Since I have been writing this blog in 2012, no subject has interested me more than the nuanced, complicated staple of teaching: questioning. As a teacher of nearly 15 years, I have attempted annual to crack the code for asking great questions. I am working on it.
Happily, I have written a lot of blogs to capture, distill and codify my thinking into practical strategies for classroom talk and questioning. Here is my collection:
Questioning – Top Ten Strategies. This 2012 post is my most popular all-time post by a long way. It holds its power I think – for the Paxman interview if nothing else!
Questioning and Feedback: Top Ten Strategies. This 2014 post pairs up the yin and yang of classroom practice, once more sharing a series of teaching ideas.

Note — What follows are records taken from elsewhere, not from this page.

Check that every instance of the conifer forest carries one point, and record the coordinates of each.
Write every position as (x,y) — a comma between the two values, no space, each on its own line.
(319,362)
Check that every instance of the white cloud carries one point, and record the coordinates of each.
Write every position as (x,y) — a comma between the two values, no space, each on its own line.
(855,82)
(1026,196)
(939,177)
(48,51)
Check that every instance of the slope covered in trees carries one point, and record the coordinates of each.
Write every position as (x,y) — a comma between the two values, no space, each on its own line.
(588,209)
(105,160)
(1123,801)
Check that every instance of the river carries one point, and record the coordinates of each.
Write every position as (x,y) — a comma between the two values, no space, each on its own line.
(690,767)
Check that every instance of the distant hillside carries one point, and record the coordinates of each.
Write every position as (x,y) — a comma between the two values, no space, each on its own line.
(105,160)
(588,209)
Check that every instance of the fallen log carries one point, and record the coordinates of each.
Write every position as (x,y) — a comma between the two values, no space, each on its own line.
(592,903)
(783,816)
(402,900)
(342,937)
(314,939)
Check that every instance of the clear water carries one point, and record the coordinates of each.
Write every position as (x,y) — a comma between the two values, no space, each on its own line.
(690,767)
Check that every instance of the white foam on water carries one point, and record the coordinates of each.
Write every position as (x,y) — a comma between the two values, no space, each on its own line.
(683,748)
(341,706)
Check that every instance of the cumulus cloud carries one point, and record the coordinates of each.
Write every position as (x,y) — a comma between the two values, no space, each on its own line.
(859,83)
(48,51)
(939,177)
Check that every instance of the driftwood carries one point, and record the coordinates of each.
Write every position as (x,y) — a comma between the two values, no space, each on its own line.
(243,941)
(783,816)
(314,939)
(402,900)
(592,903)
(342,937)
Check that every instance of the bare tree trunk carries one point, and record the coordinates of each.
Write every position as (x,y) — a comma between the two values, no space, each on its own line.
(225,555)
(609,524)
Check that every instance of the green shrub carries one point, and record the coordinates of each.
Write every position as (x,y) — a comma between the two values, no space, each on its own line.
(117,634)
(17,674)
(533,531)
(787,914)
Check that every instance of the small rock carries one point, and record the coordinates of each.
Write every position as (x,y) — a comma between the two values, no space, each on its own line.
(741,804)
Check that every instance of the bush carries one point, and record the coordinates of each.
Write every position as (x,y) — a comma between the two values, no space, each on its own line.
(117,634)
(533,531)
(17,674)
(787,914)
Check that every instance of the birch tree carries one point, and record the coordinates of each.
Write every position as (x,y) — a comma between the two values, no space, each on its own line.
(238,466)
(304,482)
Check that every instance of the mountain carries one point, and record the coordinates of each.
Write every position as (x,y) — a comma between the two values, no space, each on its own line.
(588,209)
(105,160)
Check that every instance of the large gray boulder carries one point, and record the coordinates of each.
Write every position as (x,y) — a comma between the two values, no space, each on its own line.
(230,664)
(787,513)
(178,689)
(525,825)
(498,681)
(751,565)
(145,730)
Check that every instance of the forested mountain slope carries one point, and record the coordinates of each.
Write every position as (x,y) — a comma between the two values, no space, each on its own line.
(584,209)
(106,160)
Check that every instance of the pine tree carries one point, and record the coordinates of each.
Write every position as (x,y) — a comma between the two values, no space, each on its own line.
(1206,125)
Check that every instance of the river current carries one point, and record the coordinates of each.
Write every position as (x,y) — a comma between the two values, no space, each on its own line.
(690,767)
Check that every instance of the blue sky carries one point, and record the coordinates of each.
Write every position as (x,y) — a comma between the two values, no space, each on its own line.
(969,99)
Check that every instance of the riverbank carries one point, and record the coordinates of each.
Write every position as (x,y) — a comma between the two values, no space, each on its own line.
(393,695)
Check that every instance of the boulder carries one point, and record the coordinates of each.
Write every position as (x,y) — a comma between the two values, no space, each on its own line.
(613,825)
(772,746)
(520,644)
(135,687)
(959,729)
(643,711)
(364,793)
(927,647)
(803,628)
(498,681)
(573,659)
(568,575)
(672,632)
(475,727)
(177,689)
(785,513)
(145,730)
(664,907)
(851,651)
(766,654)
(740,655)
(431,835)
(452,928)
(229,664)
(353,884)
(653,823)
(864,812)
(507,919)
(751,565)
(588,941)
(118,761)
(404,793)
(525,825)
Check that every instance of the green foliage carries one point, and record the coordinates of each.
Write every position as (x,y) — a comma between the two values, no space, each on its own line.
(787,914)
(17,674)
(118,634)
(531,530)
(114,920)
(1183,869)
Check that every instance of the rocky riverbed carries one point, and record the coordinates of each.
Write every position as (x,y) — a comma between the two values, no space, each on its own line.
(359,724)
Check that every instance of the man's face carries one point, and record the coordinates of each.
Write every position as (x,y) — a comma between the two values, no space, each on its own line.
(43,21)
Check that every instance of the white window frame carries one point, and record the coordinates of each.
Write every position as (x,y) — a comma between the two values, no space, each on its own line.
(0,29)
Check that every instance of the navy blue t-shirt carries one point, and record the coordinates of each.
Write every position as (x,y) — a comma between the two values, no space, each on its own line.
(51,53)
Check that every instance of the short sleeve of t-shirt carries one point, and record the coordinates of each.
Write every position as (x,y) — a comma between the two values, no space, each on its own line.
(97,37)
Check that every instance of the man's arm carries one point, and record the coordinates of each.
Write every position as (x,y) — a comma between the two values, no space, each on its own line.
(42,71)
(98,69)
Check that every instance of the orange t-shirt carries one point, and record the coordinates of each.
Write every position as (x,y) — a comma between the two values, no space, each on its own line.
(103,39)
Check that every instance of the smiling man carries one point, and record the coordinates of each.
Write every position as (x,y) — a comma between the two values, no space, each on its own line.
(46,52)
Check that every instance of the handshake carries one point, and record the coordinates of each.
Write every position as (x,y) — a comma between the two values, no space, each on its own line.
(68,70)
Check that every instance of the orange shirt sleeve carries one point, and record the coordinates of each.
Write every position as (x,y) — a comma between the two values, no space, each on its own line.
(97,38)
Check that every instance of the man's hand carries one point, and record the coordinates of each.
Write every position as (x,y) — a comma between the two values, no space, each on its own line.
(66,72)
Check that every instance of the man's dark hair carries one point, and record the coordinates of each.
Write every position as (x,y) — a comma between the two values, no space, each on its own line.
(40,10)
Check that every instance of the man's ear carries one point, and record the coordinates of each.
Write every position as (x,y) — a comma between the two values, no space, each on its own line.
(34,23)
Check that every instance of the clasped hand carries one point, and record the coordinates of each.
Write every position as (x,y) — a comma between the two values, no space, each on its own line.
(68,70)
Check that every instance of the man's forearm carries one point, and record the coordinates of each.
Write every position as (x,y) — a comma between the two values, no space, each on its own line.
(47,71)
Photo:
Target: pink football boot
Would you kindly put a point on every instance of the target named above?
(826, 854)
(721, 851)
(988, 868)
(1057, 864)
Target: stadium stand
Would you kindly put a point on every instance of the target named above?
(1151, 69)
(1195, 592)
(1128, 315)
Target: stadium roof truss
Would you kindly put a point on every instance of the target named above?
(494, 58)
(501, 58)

Inclusive questioning. This 2013 is a personal favourite that charts the subtle steps of classroom talk and successful questioning.
Conducting Classroom Talk. This post from 2014 provides a clear guide to the integral process of classroom talk and questioning.
‘Question Time’ and Asking Why. This 2013 post takes a look at the research that attends questioning in the classroom and focusing on the crucial importance of ‘why’ questions.
Confidence Tests and Exam Wrappers. This 2016 post shares two of my favourite recent teaching strategies, with ‘confidence tests’ providing an update on multiple choice questions.
Supporting Shy Students. This 2015 pays particular heed to shy students, offering strategies to make classroom questioning a safer, easier process for shy students.
Multiple Choice Questions: A) Use Regularly B) Don’t Use. This 2014 post offers a critique of multiple choice questions. My view has softened, but they still prove tricky to devise!
Curiosity killed by class? This 2014 post takes on the interesting socio-economic differences that can seemingly influence student questioning in the classroom.
‘Disciplined Discussion’: As Easy as ABC. This 2013 post takes on the crucial topic of classroom talk, offering links to Doug Lemov and some strategies of my own.
Looking back over this array of blogs has made me mindful of how seemingly simple questioning is – we simply ask so many in our classrooms – but how complex it can prove to get it right.